Hyundai Motor Group chairman Chung Mong-koo has called for employees in the United States to prioritize producing vehicles with “advanced” quality.
His remarks are in line with Hyundai Motor and its affiliate Kia Motors’ road map to catch up with European and Japanese carmakers from its earlier business strategy focused on product stabilization.
Chung visited a sales corporation of Hyundai-Kia in Los Angeles and manufacturing factories in Alabama for Hyundai and Georgia for Kia this week.
Hyundai Motor Group chairman Chung Mong-koo (right) shakes hands with an American worker during his visit to a Hyundai factory in Alabama, the United States, Tuesday. (Hyundai Motor)
“Beyond the products which simply satisfy consumers, it is time for us to touch their heart by providing them with best level-quality products,” he told employees there.
“Should we be satisfied with the present performances, I believe there will be no further development,” he said.

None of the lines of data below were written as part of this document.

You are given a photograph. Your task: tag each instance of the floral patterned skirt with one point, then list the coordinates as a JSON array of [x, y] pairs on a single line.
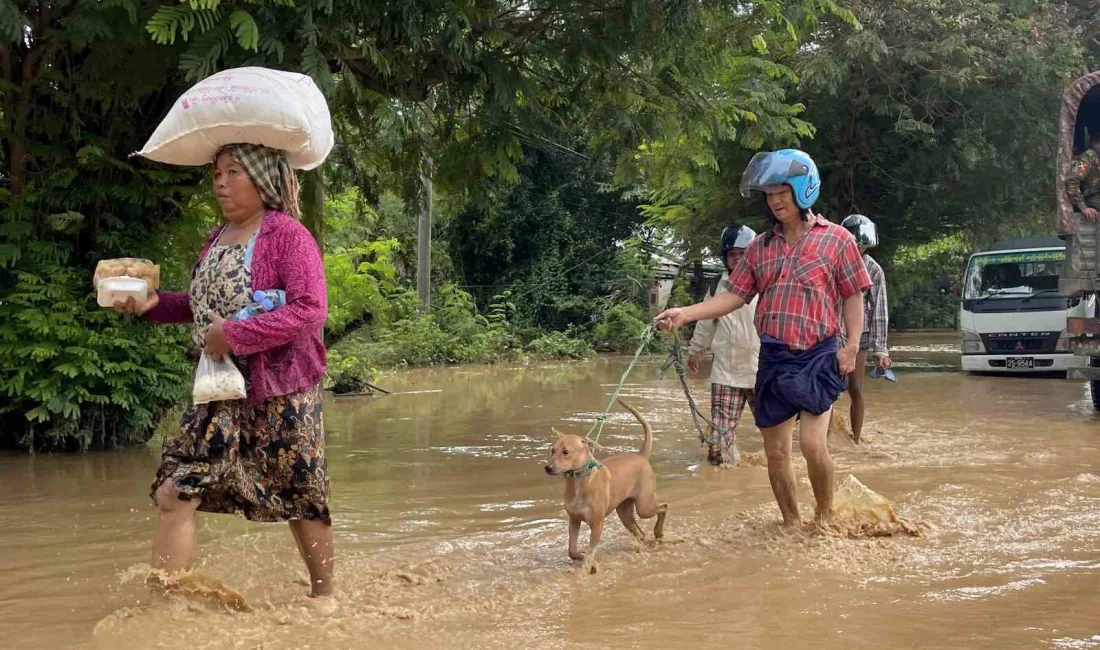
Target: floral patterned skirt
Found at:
[[262, 462]]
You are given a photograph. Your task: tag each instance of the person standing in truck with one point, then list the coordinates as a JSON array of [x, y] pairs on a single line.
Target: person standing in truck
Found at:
[[876, 319], [736, 346], [1082, 182]]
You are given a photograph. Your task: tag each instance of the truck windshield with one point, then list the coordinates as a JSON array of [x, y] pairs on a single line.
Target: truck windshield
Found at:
[[1013, 275]]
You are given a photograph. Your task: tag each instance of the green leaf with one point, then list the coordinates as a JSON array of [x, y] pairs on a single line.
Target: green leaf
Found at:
[[248, 33], [12, 22]]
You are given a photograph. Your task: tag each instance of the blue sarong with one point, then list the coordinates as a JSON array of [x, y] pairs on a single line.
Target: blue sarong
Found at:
[[790, 382]]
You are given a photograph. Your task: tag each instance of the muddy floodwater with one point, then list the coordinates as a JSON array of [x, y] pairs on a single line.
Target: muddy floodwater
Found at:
[[450, 535]]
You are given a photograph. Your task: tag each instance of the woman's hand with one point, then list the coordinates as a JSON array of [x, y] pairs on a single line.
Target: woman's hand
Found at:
[[216, 343], [131, 306]]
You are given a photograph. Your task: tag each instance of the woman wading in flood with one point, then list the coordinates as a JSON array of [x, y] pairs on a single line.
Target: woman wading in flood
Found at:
[[261, 458]]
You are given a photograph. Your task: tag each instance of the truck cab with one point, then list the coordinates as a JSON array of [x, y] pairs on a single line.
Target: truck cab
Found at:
[[1012, 316]]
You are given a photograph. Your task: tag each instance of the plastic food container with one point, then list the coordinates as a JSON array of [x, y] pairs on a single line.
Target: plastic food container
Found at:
[[117, 289]]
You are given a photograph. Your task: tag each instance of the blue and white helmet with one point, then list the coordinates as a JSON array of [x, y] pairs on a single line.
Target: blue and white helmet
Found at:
[[789, 166]]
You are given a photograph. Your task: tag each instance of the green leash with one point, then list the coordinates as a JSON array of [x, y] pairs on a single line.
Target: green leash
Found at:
[[647, 335], [593, 464], [677, 361]]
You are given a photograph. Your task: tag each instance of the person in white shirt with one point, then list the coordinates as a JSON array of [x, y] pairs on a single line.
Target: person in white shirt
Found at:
[[736, 346]]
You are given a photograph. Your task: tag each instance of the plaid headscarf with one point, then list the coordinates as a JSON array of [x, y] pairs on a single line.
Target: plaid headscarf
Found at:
[[271, 173]]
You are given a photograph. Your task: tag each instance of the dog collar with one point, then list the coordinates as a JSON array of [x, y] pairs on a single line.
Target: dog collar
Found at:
[[593, 464]]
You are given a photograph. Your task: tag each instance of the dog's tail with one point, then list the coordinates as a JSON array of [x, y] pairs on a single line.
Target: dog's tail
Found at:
[[647, 445]]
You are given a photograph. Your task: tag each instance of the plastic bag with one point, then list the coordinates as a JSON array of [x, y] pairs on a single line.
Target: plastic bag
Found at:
[[217, 379], [860, 511], [251, 105]]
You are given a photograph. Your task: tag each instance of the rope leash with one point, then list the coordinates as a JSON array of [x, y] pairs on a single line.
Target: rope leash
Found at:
[[674, 360], [677, 360], [647, 335]]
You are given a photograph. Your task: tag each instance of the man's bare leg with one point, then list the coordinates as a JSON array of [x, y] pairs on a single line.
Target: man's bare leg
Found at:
[[174, 544], [316, 547], [856, 392], [777, 447], [814, 443]]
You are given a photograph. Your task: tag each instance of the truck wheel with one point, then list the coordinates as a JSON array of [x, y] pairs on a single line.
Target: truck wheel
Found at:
[[1095, 386]]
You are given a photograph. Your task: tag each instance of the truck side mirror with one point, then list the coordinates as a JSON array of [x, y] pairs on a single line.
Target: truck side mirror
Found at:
[[946, 285]]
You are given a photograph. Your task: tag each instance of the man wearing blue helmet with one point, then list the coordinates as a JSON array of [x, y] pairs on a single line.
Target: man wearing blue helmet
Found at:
[[810, 277]]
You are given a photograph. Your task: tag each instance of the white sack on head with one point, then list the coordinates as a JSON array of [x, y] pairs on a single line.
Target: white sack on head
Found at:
[[253, 105]]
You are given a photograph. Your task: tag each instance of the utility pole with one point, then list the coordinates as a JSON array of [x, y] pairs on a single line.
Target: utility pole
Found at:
[[424, 239]]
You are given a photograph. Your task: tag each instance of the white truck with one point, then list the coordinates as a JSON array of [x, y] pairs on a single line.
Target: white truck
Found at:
[[1012, 316]]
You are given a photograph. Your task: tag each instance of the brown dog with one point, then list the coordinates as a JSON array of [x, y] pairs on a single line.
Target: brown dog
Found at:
[[623, 483]]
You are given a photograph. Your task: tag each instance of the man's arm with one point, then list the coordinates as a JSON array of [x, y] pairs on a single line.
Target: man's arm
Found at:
[[880, 319], [715, 307], [1077, 171], [854, 320], [703, 337]]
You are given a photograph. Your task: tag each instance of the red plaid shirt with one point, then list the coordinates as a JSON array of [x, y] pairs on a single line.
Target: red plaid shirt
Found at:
[[801, 287]]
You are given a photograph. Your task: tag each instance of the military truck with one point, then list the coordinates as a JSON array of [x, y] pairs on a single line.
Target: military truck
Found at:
[[1080, 276]]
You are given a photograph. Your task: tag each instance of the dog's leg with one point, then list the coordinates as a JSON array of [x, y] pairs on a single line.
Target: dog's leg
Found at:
[[659, 529], [626, 515], [574, 533], [596, 529]]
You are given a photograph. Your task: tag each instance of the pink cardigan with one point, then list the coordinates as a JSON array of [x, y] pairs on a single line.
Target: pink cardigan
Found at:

Chung also said he is certain that the group’s current capability far surpasses its performances over the past decade.
While Hyundai-Kia’s market share in the U.S. stayed at 3.3 percent in 2001, they captured 7.7 percent of the market last year.
Their sales have continued to grow to post 10.1 percent in the U.S. market share in May, taking the fifth position in ranking among global automakers.
Observers in the automotive industry say that Chung’s latest remarks seemed to stem from emerging concerns over quality and safety issues after Toyota Motor’s recall.
“The voluntary recall of Hyundai’s Sonata sedan earlier this year to replace some front door latches could be understood in the same context,” a vehicle dealer said.
Chung has been emphasizing quality-based management from the early days as chairman.
He also stressed to put more efforts in providing satisfactory after-sales services to customers.
Hyundai Motor Group vice chairman Chung Eui-sun, the only son of Chairman Chung, has also said Hyundai’s biggest challenge is to secure competitiveness in terms of quality in order to improve the brand image.
“As seen from earlier examples (at Toyota), quality issues should be prevented from occurring in the first place,” he has said.